The New M4 Instance Type

listic · on June 12, 2015

Just how custom is the E5-2676 v3 processor?

I see this paticular model is not in the Intel's list of models [1] nor in the Wikipedia [2].

I suspect that, as the model number suggests, it is virtually identical to E5-2670 v3 [3] and 100 MHz higher base clock rate and 100 MHz lower Turbo Boost frequency is all customization there is (but what about the exact turbo profile?), but the fact that Intel does it at all, even for a customer as large as Amazon (how much are they ordering, actually?), is an interesting development.

[1] Intel® Xeon® Processor E5 v3 Family http://ark.intel.com/products/family/78583/Intel-Xeon-Proces...

[2] Wikipedia: List of Intel Xeon microprocessors http://en.wikipedia.org/wiki/List_of_Intel_Xeon_microprocess...

[3] Intel® Xeon® Processor E5-2670 v3 (30M Cache, 2.30 GHz) http://ark.intel.com/products/81709/Intel-Xeon-Processor-E5-...

dangrossman · on June 12, 2015

All those different models you see in the E5v3 product line aren't separate products, they're bins of probably just 2-3 different CPUs. Many of the chips made will have defects, and the number of working cores, their maximum stable frequency, and their thermal properties determine which product number they get sold as. Amazon probably just gets one of these bins: the chips that come out of testing meeting their specs are sold to them as a 2676. Intel doesn't actually have to custom design any hardware.

http://en.wikipedia.org/wiki/Product_binning

tcas · on June 12, 2015

It's probably easy for Intel to reclassify the processors since Amazon probably provides the exact thermal conditions they will be in. If you say that the CPU temperature won't exceed X degrees due to the cooling systems, you can push the core clock speed higher.

idunno246 · on June 12, 2015

There's a Hamilton talk at the last reinvent where he kinda implies what's going on. Because Amazon is running in a datacenter and can guarantee the temperature, they are able to make assumptions and clock the chip less conservatively.

http://www.slideshare.net/mobile/AmazonWebServices/spot301-a...

wmf · on June 12, 2015

Oracle also has custom SKUs. It's just different fuses and since Intel already makes a dozen SKUs from each die it's easy for them to make one more. Personally, I'm thinking of ordering an 11-core SKU.

Ciantic · on June 12, 2015

I don't have a great need for VPS, but I still like running a few.

I have never tried Amazon VPS because their pricing calculation is really confusing, especially when I just want smallest VPS to play with. This announcement is just as unclear on actual price than any other pricing page in Amazon's site.

I like the way Digital Ocean makes it simple to understand how much it costs to try their smallest VPS. Why can't the Amazon do something like that? Simple chart for monthly payment.

derefr · on June 12, 2015

I use both VPS providers (for my own little experiments), and deploy to AWS at scale. There are two major reasons I can think of that, from the perspective of "I just want a monthly VPS", that AWS's pricing feels so opaque. At the end, I'll also answer your actual question of what the dang thing costs.

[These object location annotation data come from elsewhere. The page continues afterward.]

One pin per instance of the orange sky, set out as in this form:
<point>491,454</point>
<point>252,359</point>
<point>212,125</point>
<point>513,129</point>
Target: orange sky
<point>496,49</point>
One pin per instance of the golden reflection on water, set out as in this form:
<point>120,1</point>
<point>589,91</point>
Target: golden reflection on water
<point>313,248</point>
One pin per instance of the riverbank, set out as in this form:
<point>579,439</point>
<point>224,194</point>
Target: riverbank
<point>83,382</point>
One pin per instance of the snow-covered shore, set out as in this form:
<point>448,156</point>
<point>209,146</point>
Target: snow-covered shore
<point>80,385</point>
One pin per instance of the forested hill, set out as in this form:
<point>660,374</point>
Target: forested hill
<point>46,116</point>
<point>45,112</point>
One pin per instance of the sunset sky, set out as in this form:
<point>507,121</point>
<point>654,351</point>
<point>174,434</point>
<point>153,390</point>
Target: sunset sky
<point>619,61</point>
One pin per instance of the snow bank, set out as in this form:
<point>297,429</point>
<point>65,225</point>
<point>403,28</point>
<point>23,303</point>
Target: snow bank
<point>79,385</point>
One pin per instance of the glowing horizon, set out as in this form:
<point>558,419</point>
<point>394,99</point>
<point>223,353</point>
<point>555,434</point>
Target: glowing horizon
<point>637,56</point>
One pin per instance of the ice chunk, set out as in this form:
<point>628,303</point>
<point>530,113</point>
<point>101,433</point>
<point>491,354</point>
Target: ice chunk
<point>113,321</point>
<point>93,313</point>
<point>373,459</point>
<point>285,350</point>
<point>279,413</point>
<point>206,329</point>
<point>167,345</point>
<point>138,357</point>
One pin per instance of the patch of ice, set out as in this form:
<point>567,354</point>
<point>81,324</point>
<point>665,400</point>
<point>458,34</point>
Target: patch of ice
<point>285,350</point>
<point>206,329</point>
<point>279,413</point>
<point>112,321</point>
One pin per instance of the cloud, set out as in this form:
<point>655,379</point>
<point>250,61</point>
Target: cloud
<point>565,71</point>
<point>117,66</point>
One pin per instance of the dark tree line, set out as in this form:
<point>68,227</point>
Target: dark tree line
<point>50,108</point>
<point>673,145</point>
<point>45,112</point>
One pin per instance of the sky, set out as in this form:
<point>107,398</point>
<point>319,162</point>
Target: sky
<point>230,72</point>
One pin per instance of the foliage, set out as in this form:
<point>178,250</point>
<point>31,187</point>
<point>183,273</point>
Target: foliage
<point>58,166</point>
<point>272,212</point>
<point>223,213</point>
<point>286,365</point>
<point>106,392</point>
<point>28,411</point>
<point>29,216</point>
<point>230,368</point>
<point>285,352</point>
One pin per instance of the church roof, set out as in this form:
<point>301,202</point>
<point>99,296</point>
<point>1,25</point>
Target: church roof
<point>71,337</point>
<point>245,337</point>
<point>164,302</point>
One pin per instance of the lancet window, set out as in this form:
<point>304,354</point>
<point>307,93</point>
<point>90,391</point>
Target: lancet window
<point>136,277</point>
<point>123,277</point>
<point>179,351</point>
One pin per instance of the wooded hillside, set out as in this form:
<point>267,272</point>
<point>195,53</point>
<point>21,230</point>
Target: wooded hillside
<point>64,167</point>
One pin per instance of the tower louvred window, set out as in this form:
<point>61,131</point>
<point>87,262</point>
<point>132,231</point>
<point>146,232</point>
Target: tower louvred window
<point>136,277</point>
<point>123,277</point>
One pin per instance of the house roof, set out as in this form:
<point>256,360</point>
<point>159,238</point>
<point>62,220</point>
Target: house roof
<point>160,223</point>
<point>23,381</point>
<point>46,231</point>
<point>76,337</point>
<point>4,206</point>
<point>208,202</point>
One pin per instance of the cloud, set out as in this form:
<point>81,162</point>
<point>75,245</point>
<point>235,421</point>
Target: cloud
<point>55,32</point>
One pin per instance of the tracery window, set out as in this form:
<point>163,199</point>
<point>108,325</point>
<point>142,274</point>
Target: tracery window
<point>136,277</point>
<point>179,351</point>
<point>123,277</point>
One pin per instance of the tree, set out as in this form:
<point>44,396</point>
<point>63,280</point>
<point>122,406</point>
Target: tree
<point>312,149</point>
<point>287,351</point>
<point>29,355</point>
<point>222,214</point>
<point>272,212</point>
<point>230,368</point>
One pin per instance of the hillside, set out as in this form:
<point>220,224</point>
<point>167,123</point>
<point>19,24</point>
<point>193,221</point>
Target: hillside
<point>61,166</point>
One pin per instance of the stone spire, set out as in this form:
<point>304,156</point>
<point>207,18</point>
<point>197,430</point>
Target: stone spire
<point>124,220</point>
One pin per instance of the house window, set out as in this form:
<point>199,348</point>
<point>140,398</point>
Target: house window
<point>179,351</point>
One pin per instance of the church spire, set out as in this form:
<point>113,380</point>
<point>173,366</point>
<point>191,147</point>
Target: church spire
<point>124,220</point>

1. Short Instance Lifetimes

An idiomatic system running on AWS (with autoscaling, load-balancing, and CloudFormation managing AMI changes to enable immutable infrastructure) has average instance lifetime (much) lower than one month.

In my current operation, most instances live a few days at most, many far fewer (some are literally just "background processes" instantiated as whole machines, and terminate themselves when their job is done. When instances are charged by the hour, this costs far less than it would seem!)

AWS isn't a VPS provider, really. You don't use it to run your snowflakes (http://martinfowler.com/bliki/SnowflakeServer.html). It's for building systems, living bodies made out of cells that are created and die without affecting the body as a whole.

A pretty valid comparison is that AWS encourages you to use VMs in about the same way that Erlang encourages you to use processes.

You might also consider that hosts like Heroku consume AWS and then provide something with monthly fees. When AWS calls itself Infrastructure-as-a-Service, it means it; it's not for end-user developers, because end-user developers don't need control over infrastructure. AWS is for ops-teams who need to declaratively instantiate an entire virtual data center.

If you want to play at being an ops-team (and I'm not knocking that desire; it's fun and educational) you can use AWS for your tiny web-app. But it's the wrong fit, precisely because you won't need most of what AWS is trying to give you, or have answers to the compromises it wants to know your position on, because those compromises only matter at scale.

AWS also has ...

2. A Heterogeneous Substrate

AWS has both old hardware and new hardware laying around, and both older and newer data centers, and their regions (collections of interlinked data centers) are either over- or under-capacity. The prices are played with to incentivize you to use whatever currently costs AWS the least to give you.

The us-east-1 region, for example, is more expensive to launch instances in, mostly because it's pretty hard to find more places to put new DCs in the area it's in, so they want to prevent everyone from crowding into it (especially given that it's the oldest region and the default.)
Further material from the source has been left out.